A day-long Speakers Series will run concurrently upstairs at the Community Centre, on a wide range of energy-related topics – how to install a solar hot water system; reusing greywater for toilet flushing; the design and installation of geothermal heat pumps.... and much more.
For visitors from Campbell River and Cortes Island, free shuttles will be available between the ferry and the Quadra Community Centre.
A food concession will be open for the duration of the event. Admission to both Friday's keynote address and the Energy Fair on Saturday is free. The event finishes at 6pm.

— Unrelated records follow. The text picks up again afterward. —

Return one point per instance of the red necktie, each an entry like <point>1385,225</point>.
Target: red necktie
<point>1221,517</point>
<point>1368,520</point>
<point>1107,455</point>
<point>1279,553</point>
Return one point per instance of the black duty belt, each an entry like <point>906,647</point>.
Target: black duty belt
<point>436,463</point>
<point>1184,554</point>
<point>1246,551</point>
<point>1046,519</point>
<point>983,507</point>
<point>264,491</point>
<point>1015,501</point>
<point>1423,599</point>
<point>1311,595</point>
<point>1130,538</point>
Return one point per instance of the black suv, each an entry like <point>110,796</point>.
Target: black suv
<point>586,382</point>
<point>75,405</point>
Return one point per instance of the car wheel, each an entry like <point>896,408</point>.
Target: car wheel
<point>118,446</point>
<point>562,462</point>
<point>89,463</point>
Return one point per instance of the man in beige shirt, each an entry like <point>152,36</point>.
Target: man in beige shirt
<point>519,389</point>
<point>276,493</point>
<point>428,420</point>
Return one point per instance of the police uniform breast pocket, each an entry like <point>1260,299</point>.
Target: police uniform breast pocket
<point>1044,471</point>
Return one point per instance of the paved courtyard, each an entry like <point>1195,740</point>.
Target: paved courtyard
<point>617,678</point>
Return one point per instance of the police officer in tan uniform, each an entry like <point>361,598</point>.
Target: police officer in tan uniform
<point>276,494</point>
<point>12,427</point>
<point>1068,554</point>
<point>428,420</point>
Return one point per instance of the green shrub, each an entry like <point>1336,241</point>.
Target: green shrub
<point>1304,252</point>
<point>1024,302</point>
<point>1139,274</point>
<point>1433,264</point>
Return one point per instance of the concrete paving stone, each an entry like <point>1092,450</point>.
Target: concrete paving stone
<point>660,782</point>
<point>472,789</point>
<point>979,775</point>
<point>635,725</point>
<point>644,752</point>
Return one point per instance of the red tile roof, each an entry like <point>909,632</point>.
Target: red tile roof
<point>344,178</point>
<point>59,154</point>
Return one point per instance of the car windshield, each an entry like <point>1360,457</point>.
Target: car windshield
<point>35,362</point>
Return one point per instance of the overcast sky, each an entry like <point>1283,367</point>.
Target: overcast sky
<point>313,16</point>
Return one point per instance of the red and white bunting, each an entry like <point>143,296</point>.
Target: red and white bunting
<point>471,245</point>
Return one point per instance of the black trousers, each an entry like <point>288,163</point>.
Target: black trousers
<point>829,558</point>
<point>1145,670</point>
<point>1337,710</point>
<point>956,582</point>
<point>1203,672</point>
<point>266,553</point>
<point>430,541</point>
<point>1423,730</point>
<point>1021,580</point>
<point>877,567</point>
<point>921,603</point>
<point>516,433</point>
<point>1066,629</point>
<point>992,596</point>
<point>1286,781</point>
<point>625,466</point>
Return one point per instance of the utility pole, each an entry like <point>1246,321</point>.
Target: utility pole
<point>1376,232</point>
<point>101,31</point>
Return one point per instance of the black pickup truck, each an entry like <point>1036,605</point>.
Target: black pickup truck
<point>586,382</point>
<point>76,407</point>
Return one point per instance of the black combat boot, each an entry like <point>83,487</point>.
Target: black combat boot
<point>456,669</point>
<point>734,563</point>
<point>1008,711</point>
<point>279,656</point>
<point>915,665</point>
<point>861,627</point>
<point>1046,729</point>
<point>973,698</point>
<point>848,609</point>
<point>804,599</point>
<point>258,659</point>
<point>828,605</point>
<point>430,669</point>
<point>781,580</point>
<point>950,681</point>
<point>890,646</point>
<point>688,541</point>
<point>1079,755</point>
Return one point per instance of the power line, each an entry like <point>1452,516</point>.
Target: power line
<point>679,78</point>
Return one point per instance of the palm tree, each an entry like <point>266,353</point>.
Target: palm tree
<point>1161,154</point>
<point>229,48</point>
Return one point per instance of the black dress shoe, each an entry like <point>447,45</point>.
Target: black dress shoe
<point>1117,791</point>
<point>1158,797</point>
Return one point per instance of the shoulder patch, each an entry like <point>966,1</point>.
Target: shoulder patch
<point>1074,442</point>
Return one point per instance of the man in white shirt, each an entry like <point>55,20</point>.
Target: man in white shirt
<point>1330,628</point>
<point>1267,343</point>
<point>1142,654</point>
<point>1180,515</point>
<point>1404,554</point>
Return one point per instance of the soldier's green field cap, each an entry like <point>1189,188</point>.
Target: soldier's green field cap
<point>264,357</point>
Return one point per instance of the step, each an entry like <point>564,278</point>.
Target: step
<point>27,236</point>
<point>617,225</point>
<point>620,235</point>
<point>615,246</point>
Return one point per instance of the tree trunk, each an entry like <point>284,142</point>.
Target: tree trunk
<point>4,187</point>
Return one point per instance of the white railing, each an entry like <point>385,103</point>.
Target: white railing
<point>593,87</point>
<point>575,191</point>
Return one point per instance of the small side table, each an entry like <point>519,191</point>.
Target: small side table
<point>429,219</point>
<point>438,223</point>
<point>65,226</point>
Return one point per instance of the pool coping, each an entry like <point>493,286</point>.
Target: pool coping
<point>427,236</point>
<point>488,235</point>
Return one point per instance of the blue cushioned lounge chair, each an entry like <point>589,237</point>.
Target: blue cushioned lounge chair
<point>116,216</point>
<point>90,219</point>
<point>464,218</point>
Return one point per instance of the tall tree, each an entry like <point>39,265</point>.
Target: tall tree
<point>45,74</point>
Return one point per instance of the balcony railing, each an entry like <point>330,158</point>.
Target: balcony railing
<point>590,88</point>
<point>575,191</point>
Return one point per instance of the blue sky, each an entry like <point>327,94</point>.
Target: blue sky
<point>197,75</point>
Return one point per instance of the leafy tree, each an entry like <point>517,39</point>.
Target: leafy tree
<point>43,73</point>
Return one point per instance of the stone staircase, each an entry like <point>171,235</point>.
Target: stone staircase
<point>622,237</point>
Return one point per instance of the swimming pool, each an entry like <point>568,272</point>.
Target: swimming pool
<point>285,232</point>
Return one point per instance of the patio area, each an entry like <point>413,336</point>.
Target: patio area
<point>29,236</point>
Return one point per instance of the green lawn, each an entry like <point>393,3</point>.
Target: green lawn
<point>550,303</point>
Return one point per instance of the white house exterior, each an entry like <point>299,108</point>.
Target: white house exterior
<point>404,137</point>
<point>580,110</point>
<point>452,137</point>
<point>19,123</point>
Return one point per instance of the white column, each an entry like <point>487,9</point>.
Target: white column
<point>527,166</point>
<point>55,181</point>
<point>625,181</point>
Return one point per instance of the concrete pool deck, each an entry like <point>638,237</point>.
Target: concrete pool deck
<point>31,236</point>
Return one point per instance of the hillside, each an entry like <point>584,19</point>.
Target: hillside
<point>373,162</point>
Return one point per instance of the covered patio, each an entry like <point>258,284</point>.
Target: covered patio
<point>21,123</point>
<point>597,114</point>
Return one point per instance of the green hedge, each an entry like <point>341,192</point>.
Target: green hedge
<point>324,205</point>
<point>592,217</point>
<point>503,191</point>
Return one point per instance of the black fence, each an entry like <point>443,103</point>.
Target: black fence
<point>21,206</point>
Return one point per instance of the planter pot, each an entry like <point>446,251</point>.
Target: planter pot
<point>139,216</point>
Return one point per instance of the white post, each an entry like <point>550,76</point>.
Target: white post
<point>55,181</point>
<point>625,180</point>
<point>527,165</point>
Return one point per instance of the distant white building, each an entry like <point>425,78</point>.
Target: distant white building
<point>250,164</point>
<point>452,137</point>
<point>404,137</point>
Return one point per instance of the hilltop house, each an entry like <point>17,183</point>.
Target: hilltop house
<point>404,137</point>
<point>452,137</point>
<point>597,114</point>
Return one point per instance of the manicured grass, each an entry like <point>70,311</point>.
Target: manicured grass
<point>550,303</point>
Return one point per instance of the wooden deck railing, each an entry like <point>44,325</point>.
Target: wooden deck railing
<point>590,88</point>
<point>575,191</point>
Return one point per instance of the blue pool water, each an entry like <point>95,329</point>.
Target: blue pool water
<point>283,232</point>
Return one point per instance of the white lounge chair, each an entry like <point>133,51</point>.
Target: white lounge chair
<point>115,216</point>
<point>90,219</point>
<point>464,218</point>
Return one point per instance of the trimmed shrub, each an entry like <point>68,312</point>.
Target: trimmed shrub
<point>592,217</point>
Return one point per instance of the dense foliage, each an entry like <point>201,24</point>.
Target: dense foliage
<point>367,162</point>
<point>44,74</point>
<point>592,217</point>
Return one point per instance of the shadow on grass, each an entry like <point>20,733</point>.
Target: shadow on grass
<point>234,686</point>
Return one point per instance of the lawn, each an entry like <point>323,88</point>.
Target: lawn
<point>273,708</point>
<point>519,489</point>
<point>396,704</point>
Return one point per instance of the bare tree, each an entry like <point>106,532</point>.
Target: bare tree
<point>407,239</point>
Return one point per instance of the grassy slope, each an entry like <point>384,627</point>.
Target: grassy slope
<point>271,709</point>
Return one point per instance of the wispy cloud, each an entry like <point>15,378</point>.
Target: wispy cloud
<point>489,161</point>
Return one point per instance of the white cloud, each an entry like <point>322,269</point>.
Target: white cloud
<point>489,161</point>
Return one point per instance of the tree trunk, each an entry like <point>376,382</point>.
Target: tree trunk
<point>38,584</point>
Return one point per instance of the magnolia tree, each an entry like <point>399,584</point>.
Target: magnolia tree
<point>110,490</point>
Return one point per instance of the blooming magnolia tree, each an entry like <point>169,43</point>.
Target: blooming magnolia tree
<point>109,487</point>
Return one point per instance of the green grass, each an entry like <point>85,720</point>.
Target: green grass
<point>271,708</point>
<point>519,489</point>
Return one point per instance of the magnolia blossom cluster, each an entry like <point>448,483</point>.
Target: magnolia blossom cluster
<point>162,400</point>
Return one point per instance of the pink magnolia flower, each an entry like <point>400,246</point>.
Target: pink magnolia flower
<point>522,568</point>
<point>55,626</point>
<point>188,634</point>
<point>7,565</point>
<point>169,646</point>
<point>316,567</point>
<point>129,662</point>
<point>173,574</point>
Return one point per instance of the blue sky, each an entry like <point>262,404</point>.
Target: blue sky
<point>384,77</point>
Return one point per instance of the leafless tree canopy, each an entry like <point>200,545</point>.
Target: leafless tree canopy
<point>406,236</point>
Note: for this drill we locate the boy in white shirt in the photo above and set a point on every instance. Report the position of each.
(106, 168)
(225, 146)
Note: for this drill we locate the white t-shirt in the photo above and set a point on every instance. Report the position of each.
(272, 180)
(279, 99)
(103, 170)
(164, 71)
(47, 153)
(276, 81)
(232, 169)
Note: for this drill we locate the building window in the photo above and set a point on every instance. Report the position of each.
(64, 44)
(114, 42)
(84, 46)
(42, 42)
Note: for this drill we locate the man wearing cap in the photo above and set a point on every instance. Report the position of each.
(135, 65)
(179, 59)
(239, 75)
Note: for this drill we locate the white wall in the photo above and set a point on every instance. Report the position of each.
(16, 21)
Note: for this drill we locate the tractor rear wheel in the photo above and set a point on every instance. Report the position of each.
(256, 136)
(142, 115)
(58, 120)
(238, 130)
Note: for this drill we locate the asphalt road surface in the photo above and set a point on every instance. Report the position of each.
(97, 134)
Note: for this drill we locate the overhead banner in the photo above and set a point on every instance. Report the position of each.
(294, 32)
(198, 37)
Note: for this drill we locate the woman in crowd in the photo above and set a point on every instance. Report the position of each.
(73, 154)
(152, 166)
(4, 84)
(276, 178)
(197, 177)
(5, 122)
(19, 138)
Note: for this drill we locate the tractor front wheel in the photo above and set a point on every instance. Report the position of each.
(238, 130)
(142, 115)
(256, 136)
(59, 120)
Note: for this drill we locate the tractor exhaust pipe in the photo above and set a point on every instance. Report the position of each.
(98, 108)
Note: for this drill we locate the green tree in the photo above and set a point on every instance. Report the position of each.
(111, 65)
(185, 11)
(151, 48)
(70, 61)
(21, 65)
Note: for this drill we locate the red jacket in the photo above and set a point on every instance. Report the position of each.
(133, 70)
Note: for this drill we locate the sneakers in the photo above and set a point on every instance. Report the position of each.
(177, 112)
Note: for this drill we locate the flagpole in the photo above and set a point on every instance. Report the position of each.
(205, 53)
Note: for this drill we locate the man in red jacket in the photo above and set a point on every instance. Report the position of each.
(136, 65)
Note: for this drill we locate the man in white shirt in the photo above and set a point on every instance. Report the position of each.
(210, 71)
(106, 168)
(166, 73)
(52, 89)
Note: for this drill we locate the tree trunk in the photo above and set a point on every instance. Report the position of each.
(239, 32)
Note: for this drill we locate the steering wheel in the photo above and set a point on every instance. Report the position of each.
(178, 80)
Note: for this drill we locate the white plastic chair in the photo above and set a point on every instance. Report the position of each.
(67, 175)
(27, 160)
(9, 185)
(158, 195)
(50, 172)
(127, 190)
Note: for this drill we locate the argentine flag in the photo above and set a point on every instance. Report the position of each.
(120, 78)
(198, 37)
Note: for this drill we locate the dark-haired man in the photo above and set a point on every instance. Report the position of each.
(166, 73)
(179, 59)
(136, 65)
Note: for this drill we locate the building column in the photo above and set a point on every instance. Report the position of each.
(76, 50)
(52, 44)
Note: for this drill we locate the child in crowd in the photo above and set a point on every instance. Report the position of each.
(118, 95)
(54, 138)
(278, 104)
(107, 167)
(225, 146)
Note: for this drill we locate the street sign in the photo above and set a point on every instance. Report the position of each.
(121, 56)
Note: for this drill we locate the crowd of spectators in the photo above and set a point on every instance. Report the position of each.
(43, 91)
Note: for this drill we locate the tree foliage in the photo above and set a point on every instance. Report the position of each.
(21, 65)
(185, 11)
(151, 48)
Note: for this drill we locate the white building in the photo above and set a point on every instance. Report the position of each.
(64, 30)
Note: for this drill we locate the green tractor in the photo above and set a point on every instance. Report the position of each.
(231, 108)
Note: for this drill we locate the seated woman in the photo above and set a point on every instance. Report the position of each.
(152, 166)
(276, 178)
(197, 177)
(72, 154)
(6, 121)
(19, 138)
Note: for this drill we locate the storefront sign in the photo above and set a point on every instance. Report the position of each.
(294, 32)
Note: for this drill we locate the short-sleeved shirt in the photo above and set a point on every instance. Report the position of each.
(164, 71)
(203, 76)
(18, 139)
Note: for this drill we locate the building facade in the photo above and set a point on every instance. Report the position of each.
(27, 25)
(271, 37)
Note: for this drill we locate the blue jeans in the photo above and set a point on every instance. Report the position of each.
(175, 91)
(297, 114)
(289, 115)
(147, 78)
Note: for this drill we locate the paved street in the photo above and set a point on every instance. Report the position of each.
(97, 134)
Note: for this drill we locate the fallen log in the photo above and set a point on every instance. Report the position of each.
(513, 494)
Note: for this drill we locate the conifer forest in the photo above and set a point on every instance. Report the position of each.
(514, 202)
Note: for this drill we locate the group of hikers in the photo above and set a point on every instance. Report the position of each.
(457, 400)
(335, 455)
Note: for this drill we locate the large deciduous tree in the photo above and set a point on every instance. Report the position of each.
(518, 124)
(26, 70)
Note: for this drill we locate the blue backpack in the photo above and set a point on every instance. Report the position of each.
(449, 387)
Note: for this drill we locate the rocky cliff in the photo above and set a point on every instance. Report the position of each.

Joe Van Belleghem, keynote speaker
Joe Van Belleghem, keynote speaker
Cradle-to-grave is the real definition of sustainable
Comment by Smokey on 16th December 2010
Many "light green" technologies, ie, those which are proposed by people as a new-tech quick-fix to old environmental problems are really traps in themselves. "Deep green" analysis demands that all proposed technologies be analyzed from the beginning of the extraction of resources from the earth all the way to the disposal of the discarded components when their utility is finished.
Thus, when you analyze an electric car, for example, you find that its "green" label is a sheer and utter hoax. As George Monbiot has written in his book "Heat...." and in his many columns in The Guardian, that 20 per cent of the greenhouse gases and equivalents (GHG-Es) of a car, electric, or otherwise, are already sent into the atmosphere in the production of the vehicle. Then you must look at the generation of the electricity it will need. Since all electrical production save hydroelectric needs vast amounts of cooling (nuclear power, gas and coal) it has been calculated that an electric car will use 17 TIMES MORE WATER than a gasoline powered car in its lifetime. After that, there is the battery problem. The best batteries, with careful charging, will last 7 years, at best. Many will be discarded sooner, because they will have a diminished range of operation before they are completely "dead". It has been boasted by apologists that 90% of batteries are recycled in the U.S.A. This is a misleading statistic, since 90% are actually sent to under-developped countries where they are recycled, BY HAND, by children and others who have no other employment prospects. There, they are dismantled in ponds and in streams, which dilute the acids, but which pollute the watersheds people rely on for their lives and livelihoods. Many, many horror stories have been written, mostly in the foreign press, about cancers, rashes, deaths, and environmental ailments from direct contact with acids and lead by poor villagers. Of the 10% of the batteries which do remain in the continental USA, 90% may be recycled, but even there, there is no monitoring agency to assure ecological compliance.
Then we need to look at the production of the battery components. Lead is one of the very most harmful compounds around and acids are also, if not treated properly. The factories that produce these have horrible downstream discharges.
Do you still want to drive that cute electric car? It's still going to end up in the dump, in the end, isn't it? Long ago, cars were proposed which would not be built for style but for easy production and re-use. The front and back doors would be mirror images, so that only half as many moulds would be needed. All four body panels would be mirror images also. The hood and trunk would be the same pieces, etc. But in reality, this is all a pipe dream. The private automobile is the biggest scam in the universe. Public transportation is the only sustainable alternative we should strive for.